You know the type. You walk into their office and it looks like a small hurricane was in charge of organization.
For whatever reason, these individuals put off organization with the quip, “I know where everything is. Every time I commit to getting organized, I can’t find things.”
Not only does this “type” not see the mess in front of them, they boast about the virtues of disorganization!
Reason dictates that those who refuse to get organized cannot be as efficient (and therefore productive) as those who simply get organized and stay organized.
Beyond efficiency, the strain of disorganization likely adds to a sense of mental disorganization.
Are you organized, unorganized, or somewhere in the middle? For those looking to get physically and mentally organized, here are a few tips.
Six Small Steps to Help You Get Organized at Work
Begin Each Day with Consistent Ramp-Up Tasks
Scan your overnight emails and perform triage. Reply quickly to emails that need it, either because they are time sensitive or required for others to continue to work. Schedule larger email items and delete informational or unimportant messages. This activity prepares you for your day and provides an immediate sense of accomplishment.
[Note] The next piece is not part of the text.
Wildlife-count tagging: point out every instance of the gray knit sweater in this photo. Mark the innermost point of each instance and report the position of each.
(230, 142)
Don’t Wait to Clean Up Your Desk
Organization is best done incrementally versus all at one time, when you spend hours purging and filing. If you set aside time each day to clean your desk, it should only take five minutes. Another benefit of daily cleaning is the pleasure you have each morning when you arrive to find an organized desk.
Get Yourself a Physical Inbox
Since most office paperwork is digital, many people no longer have a physical inbox. The problem is paper still exists, and it still ends up on your desk. It only takes a few pieces of paper a week to start piling up on your desk. An inbox solves this problem. It is a place for paper to remain until you have the opportunity to review it.
Focus on a single task instead of multiple tasks. Science has shown that when you attempt to multitask it slows you down and increases mistakes. Create a to-do list of tasks that need completion, and start with the most important ones. Put all your energy into completing this task before moving on to the next.
Turn Your Ding Off
It just takes one ding and suddenly the task you have been concentrating on is interrupted. Once you check your phone, you try to get back in the groove. However, you’re left with a residual feeling of mental disorganization.
There are many types of technological tools, such as inexpensive software organizers, which you can access on your computer or phone. Many send “ticklers”, or reminders, of approaching deadlines and meetings. You should think of these organizers as digital sticky notes.
Systems, Routines, and Willpower
Getting organized both mentally and physically in the workplace boils down to three essential concepts. The first is having a system. Disorganization often flows from the lack of a system. Without a system, not everything has a pre-ordained place to be stored—without organized storage, all types of emails, papers, and files never find a home.
Routine is another requirement to get organized. A routine ensures that each day, week, and month you take consistent steps to rid yourself of mental and physical clutter.
Lastly, it takes will—the will to make organization one of your assets.